It’s no surprise that Prime Minister Scott Morrison is jetting to Vietnam.

With the members of the Association of Southeast Asian Nations (ASEAN) surpassing the US as China’s largest two-way trading partner in the first half of 2019, ScoMo could be forgiven for being covetous of a piece of the region’s fast-growing economic pie.

Australian business has tended to glance at south-east Asia while staring at the ascendance of north Asian giant China, which a decade ago offered the allure of a 1 billion-plus population and double-digit growth.

While China leapfrogged Japan to become the world’s second-largest economy in 2010, growth now at a 27-year low of 6.2 per cent isn’t quite the standout compared to the 5.1 per cent and 5.2 per cent the International Monetary Fund is forecasting for ASEAN nations this year and next.

The emergence of China as the centre of gravity for Australia’s trade growth is underscored by the increase in the weighting of the yuan in Reserve Bank of Australia’s trade-weighted index.

From 22 per cent in 2011, the weighting of the yuan has grown to 27 per cent as its voracious appetite for minerals and energy provided a welcome boost to Australia’s income on top of demand from traditional markets like Japan, South Korea and Taiwan.

That south-east Asia hasn’t featured prominently on the radar of Australia is underscored by the region’s weighting in the RBA’s trade-weighted index.

From a high of 16.4 per cent in 2013 to 14.7 per cent in 2017, the five south-east Asian currencies held a total weight of 14.8 per cent in 2018.

Chinese companies have decided to step up their presence in the region, especially Vietnam, and it’s time Australian businesses and investors started paying attention as well. The region offers a collectively large population and enjoys many of the features that made China attractive, such as cheap labour.

With wages in Vietnam between 38 per cent and 54 per cent of those in China according to UOB, it’s easy to understand why Chinese companies are looking to restructure their supply chains at a time when the Trump administration is cracking down on exports from China.

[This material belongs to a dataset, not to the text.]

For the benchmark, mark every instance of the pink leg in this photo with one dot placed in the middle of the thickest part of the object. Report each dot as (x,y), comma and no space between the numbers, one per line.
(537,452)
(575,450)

But it’s not just Chinese companies that are pushing into the region. Chinese President Xi Jinping’s signature Belt & Road Infrastructure initiative delivered a funding resurgence in the region in the first half of 2019.

According to Maybank, Chinese infrastructure and construction contracts in the region rose to $US11 billion by the end of June, up from $US5.6 billion in the previous year.

While the US and Japan are looking to invest more in the region as a bulwark against China’s influence, the pace of growth of Chinese investment is impressive even in the face of some opposition.

Newly registered foreign direct investment in Vietnam grew 200 per cent in the first seven months of 2019 according to Maybank, while flows in Thailand in the first half exceeded the full amount for 2018. First-quarter FDI flows in Malaysia rebounded 65 per cent in the first quarter after two years of decline.

While the region is clearly prospective for Australian business and investors, there are challenges in the short term. Both Singapore and Thailand have downgraded their growth outlooks in recent weeks given the global trade headwinds.

But for equities investors, a basket of south-east Asian stocks has provided solid returns over the longer term. The MSCI All Country ASEAN Index (measured in US dollars) has generated a 7.2 per cent return over the past 10-years compared to a 4.9 per cent return from the MSCI Emerging Markets Index and 9.8 per cent from the MSCI All Country World Index.

Valuations don’t look overstretched, albeit that does reflect the heavy weighting in the index of Singaporean banks and Singapore Telecom.

The MSCI AC Index at the end of July was trading at a forward price-earnings multiple of 14.6 times, which is a little more pricey than emerging markets at around 12 times and developed markets at 15 times.

South-east Asia has proven challenging in the past, with political turmoil, volatile currencies and massive accumulations of debt among the issues that have wrong-footed investors over the past couple of decades. But if investing is about following the money, then the flow of capital into the region means investors should have south-east Asia on their watchlist.